Crews are supposed to respond to the most serious calls within eight minutes in least 75 per cent of cases but that target is only being met in Gloucester and Cheltenham - not in the county’s rural areas.
A South Western Ambulance Service NHS Foundation Trust (SWASFT) spokesman said responding to medical emergencies is often time critical and it will always dispatch the nearest available resource.
“Emergency care assistants are trained in life saving skills and will be deployed to respond to a 999 call if they are the nearest resource,” he said.
“Back-up will always be deployed immediately to support the ECAs where they are likely to be first on scene. Clinical advice is always available to all staff, including ECAs, from the control room and from SWASFT’s senior clinical team on the radio. This support is available 24 hours a day, seven days a week.

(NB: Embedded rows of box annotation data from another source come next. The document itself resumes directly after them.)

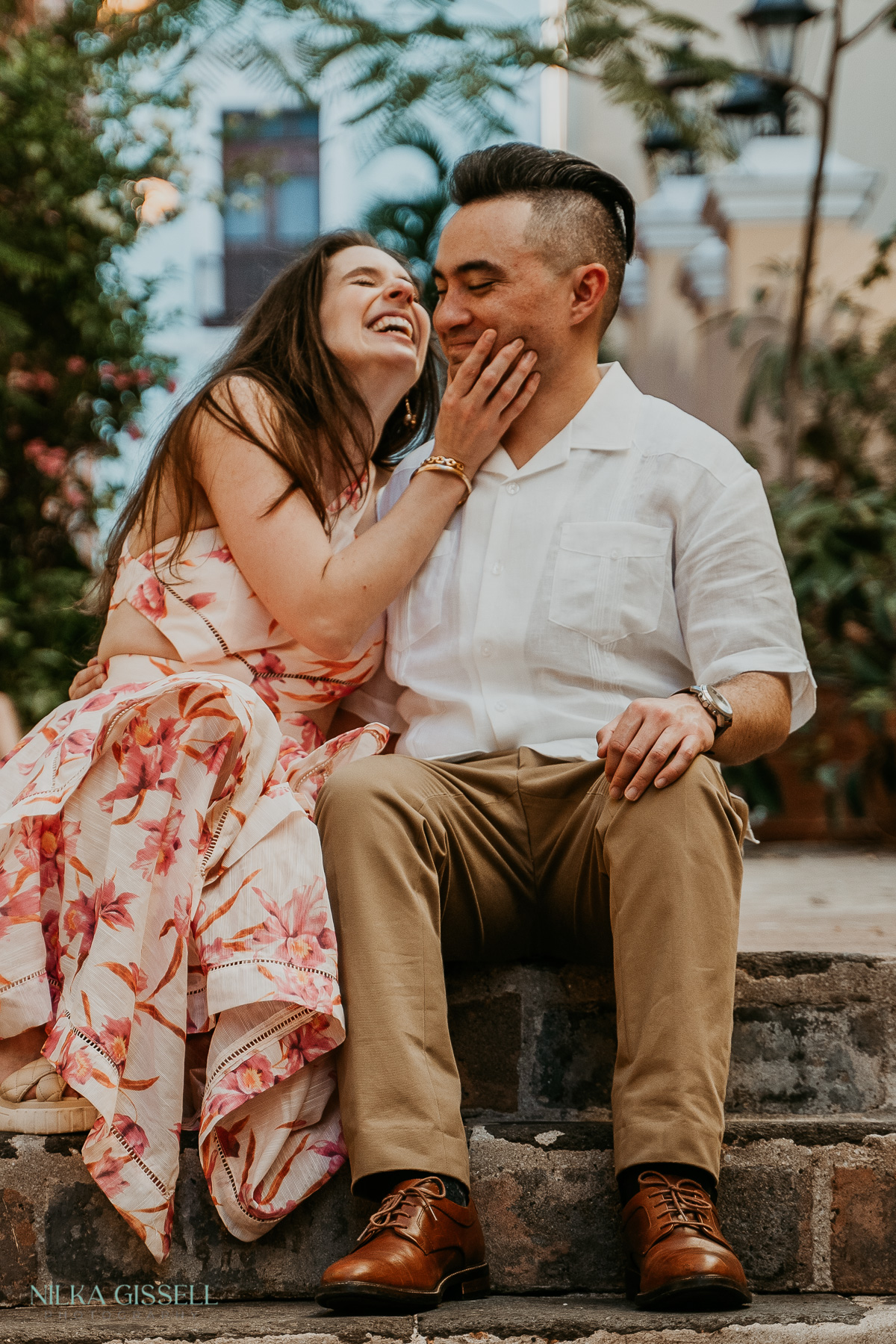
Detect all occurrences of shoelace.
[646,1180,719,1240]
[358,1176,445,1243]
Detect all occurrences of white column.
[540,0,570,149]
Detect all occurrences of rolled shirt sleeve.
[674,467,815,732]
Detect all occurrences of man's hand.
[598,695,716,803]
[598,672,790,803]
[69,659,109,700]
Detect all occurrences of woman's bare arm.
[196,337,538,660]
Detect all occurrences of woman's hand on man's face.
[435,331,541,477]
[69,659,109,700]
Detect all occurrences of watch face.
[706,685,735,719]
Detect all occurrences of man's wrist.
[676,682,735,738]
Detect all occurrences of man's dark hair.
[450,144,634,329]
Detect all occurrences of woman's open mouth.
[368,313,417,346]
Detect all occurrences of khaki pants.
[317,747,747,1186]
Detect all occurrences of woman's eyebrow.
[343,266,414,284]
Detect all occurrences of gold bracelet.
[411,453,473,504]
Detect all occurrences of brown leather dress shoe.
[622,1172,752,1312]
[317,1176,489,1313]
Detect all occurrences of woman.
[0,232,538,1260]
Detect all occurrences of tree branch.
[738,70,825,108]
[839,0,896,51]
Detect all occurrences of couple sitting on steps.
[0,144,814,1312]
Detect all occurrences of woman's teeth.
[371,317,414,340]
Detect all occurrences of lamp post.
[641,42,712,178]
[738,0,821,79]
[716,75,787,152]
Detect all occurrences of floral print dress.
[0,479,388,1260]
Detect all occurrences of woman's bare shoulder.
[195,373,277,467]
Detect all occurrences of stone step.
[447,951,896,1121]
[0,953,896,1306]
[0,1116,896,1306]
[0,1294,896,1344]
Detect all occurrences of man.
[317,145,814,1310]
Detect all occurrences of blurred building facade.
[551,0,896,476]
[125,0,896,476]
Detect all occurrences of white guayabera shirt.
[348,364,815,759]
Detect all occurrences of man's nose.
[432,289,473,336]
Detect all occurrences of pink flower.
[62,891,97,962]
[131,812,184,882]
[64,1045,93,1087]
[111,1116,149,1157]
[209,1054,276,1114]
[24,438,69,481]
[252,877,336,966]
[97,1018,131,1071]
[128,575,168,621]
[96,877,137,929]
[99,718,185,816]
[308,1134,348,1176]
[59,731,97,762]
[84,1153,131,1201]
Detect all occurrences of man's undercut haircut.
[450,144,634,329]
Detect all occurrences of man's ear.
[570,261,610,326]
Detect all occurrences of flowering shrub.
[0,0,176,724]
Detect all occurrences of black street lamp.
[716,75,787,149]
[739,0,819,78]
[641,42,712,176]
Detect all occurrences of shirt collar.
[479,363,644,477]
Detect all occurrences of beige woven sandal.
[0,1057,97,1134]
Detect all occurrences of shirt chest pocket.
[388,528,459,653]
[548,523,672,644]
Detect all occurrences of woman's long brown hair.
[96,228,439,615]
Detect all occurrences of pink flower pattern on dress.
[0,470,388,1260]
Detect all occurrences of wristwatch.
[679,685,735,738]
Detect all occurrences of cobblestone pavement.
[739,841,896,957]
[0,1293,896,1344]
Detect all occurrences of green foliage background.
[0,3,180,724]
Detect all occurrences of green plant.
[0,0,184,724]
[735,284,896,816]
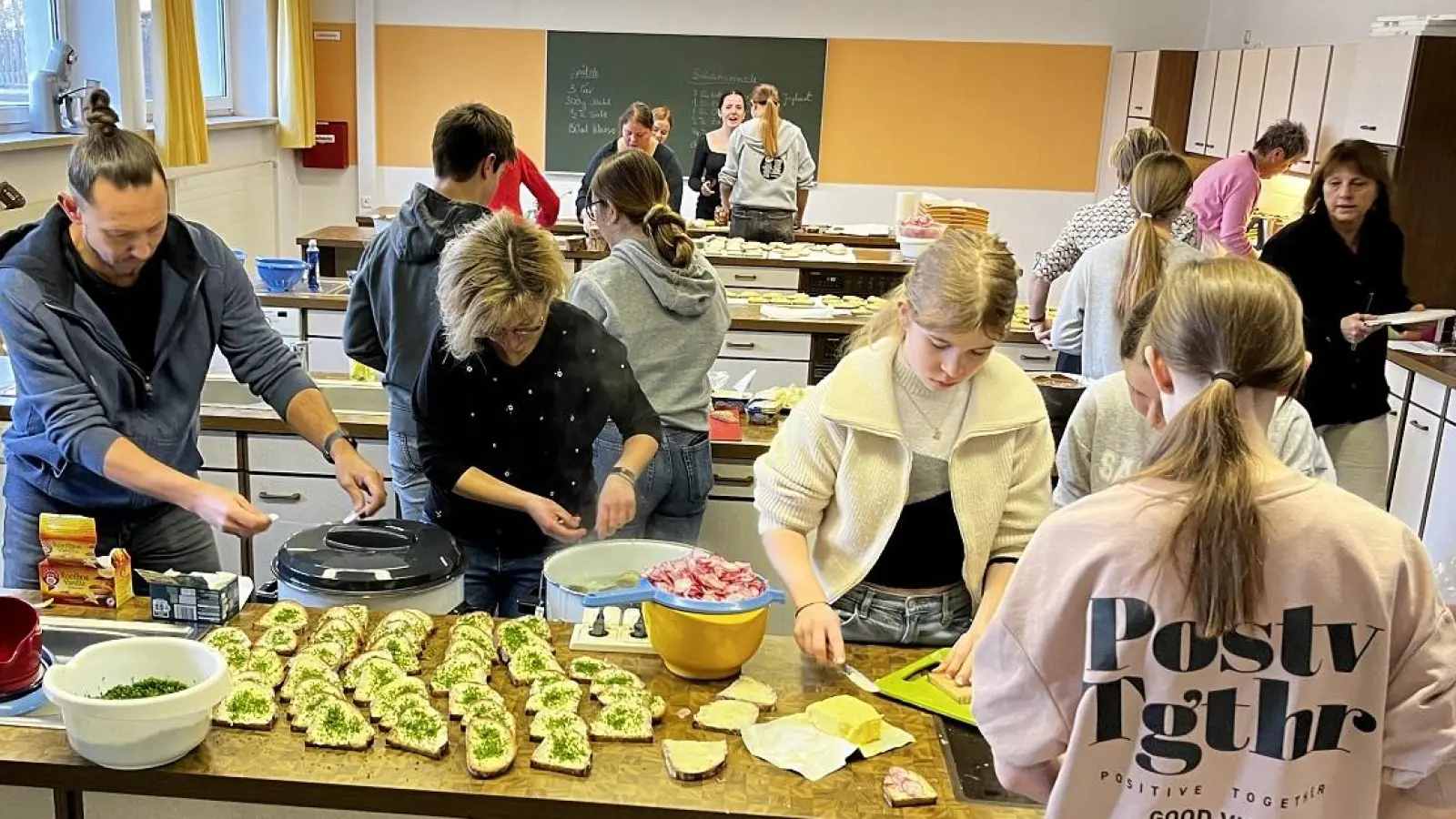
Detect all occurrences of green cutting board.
[875,649,976,726]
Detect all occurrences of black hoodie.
[344,184,490,436]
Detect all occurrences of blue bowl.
[253,257,308,293]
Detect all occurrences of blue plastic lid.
[582,574,784,613]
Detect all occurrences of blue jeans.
[460,541,549,616]
[833,583,974,647]
[389,430,431,523]
[592,424,713,543]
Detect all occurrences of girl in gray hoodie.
[568,150,728,543]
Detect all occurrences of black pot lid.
[274,519,461,594]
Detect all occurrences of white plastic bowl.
[44,637,231,771]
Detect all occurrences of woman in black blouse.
[1261,140,1425,509]
[687,90,747,218]
[413,211,662,616]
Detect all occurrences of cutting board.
[875,649,976,726]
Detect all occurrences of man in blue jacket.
[0,92,384,589]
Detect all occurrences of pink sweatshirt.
[973,472,1456,819]
[1188,152,1264,257]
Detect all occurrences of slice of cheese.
[804,693,881,744]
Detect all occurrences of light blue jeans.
[389,430,431,523]
[592,424,713,545]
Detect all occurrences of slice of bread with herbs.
[530,711,590,742]
[718,676,779,711]
[303,700,374,751]
[693,700,759,734]
[662,739,728,783]
[213,682,278,730]
[450,682,505,720]
[464,711,515,780]
[430,656,490,696]
[384,703,450,759]
[531,732,592,777]
[258,601,308,631]
[590,703,652,742]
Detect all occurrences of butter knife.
[840,663,879,693]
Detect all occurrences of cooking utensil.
[875,649,976,726]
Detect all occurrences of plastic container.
[255,257,308,293]
[541,541,693,622]
[44,637,231,771]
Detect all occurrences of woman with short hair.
[413,213,662,615]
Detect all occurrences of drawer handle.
[258,492,303,502]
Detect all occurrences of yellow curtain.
[278,0,318,147]
[151,0,208,167]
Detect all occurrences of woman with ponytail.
[974,258,1456,819]
[1051,152,1201,379]
[718,83,815,242]
[568,150,728,543]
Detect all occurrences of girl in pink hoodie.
[973,258,1456,819]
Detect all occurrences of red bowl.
[0,598,41,693]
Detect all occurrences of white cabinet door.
[1225,48,1269,156]
[1421,424,1456,571]
[1259,48,1315,134]
[1184,51,1218,155]
[1292,46,1334,174]
[249,475,395,583]
[1127,51,1158,119]
[1097,51,1138,198]
[1345,36,1418,146]
[1390,404,1441,533]
[197,470,243,574]
[1203,49,1243,156]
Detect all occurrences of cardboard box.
[38,550,133,609]
[136,571,242,625]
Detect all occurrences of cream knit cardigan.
[753,339,1054,606]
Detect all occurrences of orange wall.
[374,26,546,167]
[820,39,1112,191]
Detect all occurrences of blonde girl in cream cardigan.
[754,230,1053,681]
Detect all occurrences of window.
[0,0,58,124]
[139,0,233,116]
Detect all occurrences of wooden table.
[0,599,1039,819]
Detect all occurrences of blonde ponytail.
[1136,258,1305,637]
[1112,152,1192,320]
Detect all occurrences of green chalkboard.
[546,31,825,174]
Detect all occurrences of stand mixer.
[31,39,100,134]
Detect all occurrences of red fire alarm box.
[298,119,349,170]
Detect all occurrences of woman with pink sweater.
[973,259,1456,819]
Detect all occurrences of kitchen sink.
[0,616,208,730]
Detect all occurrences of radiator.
[170,162,278,260]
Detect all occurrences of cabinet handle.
[258,492,303,502]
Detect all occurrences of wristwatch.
[318,427,359,463]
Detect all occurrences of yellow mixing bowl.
[642,602,769,679]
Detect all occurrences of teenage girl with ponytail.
[718,83,815,242]
[974,258,1456,819]
[568,150,728,543]
[1051,152,1201,379]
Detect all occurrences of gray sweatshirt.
[1051,235,1203,379]
[1051,370,1335,509]
[566,239,728,433]
[718,119,815,211]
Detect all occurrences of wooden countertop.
[0,599,1041,819]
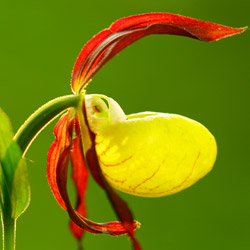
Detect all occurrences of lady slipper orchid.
[47,13,245,250]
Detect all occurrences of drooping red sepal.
[71,13,246,92]
[47,112,138,236]
[82,105,142,250]
[70,118,89,241]
[47,112,73,210]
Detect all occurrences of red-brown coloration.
[71,13,246,92]
[70,122,89,241]
[82,102,142,250]
[47,111,141,244]
[47,113,73,210]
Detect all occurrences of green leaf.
[0,108,13,159]
[0,109,30,219]
[11,159,30,219]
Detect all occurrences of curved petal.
[71,13,246,92]
[47,111,73,210]
[70,119,89,241]
[96,113,217,197]
[47,112,137,237]
[79,102,141,250]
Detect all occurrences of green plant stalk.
[1,184,16,250]
[0,95,80,250]
[2,210,16,250]
[14,95,80,155]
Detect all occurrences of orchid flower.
[47,13,244,250]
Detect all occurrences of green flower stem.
[14,95,80,154]
[1,184,16,250]
[2,213,16,250]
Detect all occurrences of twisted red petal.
[47,112,73,210]
[47,113,138,239]
[83,105,142,250]
[71,13,246,92]
[70,119,89,241]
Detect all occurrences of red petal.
[47,112,73,210]
[56,145,140,235]
[71,13,246,92]
[83,105,141,250]
[70,119,89,241]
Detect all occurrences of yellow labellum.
[86,95,217,197]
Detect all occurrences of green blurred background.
[0,0,250,250]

“This policy is not new but has been revised to enable ECAs to respond to emergencies involving children under eight-years-old, at which point simultaneous back-up from the next nearest available paramedic will also be deployed. This will help to ensure that poorly children receive the fastest response.”
He said ECA ‘overwhelmingly supported the proposal’.
“ECAs across the trust are very supportive of the changes,” he said.
“Many staff told us that they welcomed this addition to the policy - ‘It would be terrible to know that we were closest to a poorly child but unable to respond’.
“It is a shame that this one individual does not support the move. SWASFT is very willing to discuss their concerns with them directly.”